Sectors such as government, telecoms, healthcare and banking should continue to supply demand for implementation, consulting and managed services. Outsourcing has become a significant factor and is estimated to account for up to 24% of IT services spending. In recent times, traditional IT services providers have faced strong competition for a share of the outsourcing market from internet data centres (IDCs).

E-Readiness

South Korea has one of the most sophisticated mobile telephony markets in the world. Given the dramatic increase in 3G subscriber numbers seen by KTF, SK and LG Telecom, as well as increased marketing for 3G services by KTF, BMI expects this healthy growth to continue.

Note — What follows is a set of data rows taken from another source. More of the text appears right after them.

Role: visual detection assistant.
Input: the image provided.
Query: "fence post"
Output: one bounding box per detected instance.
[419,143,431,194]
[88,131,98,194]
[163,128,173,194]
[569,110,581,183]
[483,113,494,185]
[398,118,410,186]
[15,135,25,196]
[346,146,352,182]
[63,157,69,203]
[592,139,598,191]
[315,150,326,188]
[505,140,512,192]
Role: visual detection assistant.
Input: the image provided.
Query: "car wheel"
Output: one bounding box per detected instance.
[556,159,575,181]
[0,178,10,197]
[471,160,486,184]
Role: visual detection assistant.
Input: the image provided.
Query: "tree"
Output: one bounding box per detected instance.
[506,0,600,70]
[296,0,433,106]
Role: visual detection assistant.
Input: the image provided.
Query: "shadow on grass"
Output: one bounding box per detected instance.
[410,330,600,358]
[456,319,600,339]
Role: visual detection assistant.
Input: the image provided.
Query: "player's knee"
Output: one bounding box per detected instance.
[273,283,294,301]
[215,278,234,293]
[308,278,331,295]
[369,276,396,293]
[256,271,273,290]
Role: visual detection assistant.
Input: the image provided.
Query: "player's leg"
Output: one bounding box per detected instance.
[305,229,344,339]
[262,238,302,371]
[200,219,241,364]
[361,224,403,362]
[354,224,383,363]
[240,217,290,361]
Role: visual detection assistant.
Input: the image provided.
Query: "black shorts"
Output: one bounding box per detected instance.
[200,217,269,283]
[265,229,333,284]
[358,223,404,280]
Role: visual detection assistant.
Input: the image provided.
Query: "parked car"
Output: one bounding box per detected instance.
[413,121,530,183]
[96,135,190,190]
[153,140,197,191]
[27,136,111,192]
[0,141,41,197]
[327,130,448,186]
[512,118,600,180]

There is some confusion as to what technologies South Koreas operators regard as 3G. All three operators have had CDMA2000 1x networks since at least 2001, which the International Telecommunication Union defines as third generation. However, KTF and SK did not regard their networks as IMT-2000, until they upgraded to CDMA2000 1x EV-DO in 2002. SK and KTF have now upgraded to W-CDMA-based HSDPA networks, launched in 2006, which are 3.5G. LG Telecom has lagged behind on the technological front and only in April 2009 did it commercially launch a CDMA2000 1x EV-DO Revision A network and start offering 3G services.